We’re keeping a terrarium on the kitchen counter, something our son brought from his dormitory when he came back home to live with us for the summer. In a lidded glass globe that looks like a cookie jar, a bed of chocolate-dark potting soil nourishes a tiny patch of polka dot plants. Their horticultural nickname comes from the white markings splattered across the leaves, like flecks of frost on a yuletide lawn.
The terrarium sat near my son’s desk through two semesters, even as real winter blew against his window. It was the only garden he could have close at hand, a small reminder of the familiar yard that would be waiting for his return at the close of the school year.
In these early days of summer, the terrarium is the first thing I see on my way to make coffee each morning. I like the sight of this small universe, self-contained, living its life apart from everything else that clutters the counter: yesterday’s mail, an overdue library book, the paring knife that someone forgot to put in the drawer.

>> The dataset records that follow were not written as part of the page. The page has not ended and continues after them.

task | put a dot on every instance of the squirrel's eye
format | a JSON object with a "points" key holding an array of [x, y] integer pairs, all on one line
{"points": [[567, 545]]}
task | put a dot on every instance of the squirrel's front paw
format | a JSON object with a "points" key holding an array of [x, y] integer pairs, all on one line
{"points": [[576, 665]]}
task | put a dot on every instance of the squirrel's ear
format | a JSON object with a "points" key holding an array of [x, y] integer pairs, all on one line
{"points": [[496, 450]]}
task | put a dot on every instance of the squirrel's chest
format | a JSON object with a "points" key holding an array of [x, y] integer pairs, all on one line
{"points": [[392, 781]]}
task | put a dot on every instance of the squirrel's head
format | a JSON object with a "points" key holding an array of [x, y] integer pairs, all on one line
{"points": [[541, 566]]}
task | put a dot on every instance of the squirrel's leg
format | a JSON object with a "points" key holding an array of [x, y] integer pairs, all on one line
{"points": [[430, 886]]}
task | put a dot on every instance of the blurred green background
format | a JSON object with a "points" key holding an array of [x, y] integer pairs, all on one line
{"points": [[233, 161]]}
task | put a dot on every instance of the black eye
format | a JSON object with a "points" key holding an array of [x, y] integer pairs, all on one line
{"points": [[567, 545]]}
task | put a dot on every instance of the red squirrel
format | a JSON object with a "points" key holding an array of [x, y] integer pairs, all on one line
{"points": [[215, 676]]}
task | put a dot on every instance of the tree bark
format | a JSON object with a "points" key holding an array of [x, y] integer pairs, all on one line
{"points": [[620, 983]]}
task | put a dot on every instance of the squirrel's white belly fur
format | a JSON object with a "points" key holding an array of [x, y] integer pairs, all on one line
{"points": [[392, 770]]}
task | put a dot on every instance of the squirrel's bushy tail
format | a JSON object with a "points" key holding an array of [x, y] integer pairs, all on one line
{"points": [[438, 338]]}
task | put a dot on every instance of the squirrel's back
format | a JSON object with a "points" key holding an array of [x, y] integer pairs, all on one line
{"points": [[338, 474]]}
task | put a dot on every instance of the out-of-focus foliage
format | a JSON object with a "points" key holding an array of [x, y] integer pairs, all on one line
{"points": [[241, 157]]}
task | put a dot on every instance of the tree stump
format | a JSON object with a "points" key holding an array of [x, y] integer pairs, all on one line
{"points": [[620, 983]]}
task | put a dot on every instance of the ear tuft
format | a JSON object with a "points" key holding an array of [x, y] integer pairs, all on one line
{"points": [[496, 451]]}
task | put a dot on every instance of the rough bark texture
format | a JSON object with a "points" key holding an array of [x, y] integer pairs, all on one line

As I hover over the terrarium at daybreak, a groggy and unshaven deity surveying his kingdom, it seems a simple standard of what we all want summer to be — a small green world, shielded and quiet, at arm’s length from the urgencies of the everyday.
Summer can be like that, though it’s seldom sealed so solidly against what we call real life. Last month, on the first official day of summer, residents of south Louisiana braced themselves for Tropical Storm Cindy. The news brought its usual bulletins about hurricane supplies, reminding me that our own store of emergency goods had, since last hurricane season, scattered to the winds.
The batteries I buy for power outages disappear after danger passes, stolen by other members of the household for TV remotes, video games and the dozen other devices that sustain an adolescent, whose life is powered in equal measure by hormones and electricity. Flashlights purchased for emergency lighting disappear, too, appropriated for campouts or sleepovers. Every year, when the forecasters warn of approaching disaster, my wife and I peer into our cabinets and discover that we have nothing to greet a storm except three used birthday candles and the sheer will to live.
So off we went to the store for new lanterns and the juice to power them, where the cashier rang up our order, then wished us well. “Let’s hope we all come out of it OK,” she said, handing me a receipt.
Cindy didn’t amount to much, leaving behind the hope of a few days without much to worry about except baseball, swimmer’s ear and the question of what to cook on the patio grill.
The headlines rarely give us a break. But I look for summer Edens where I can find them, even in a glass jar near the coffee pot.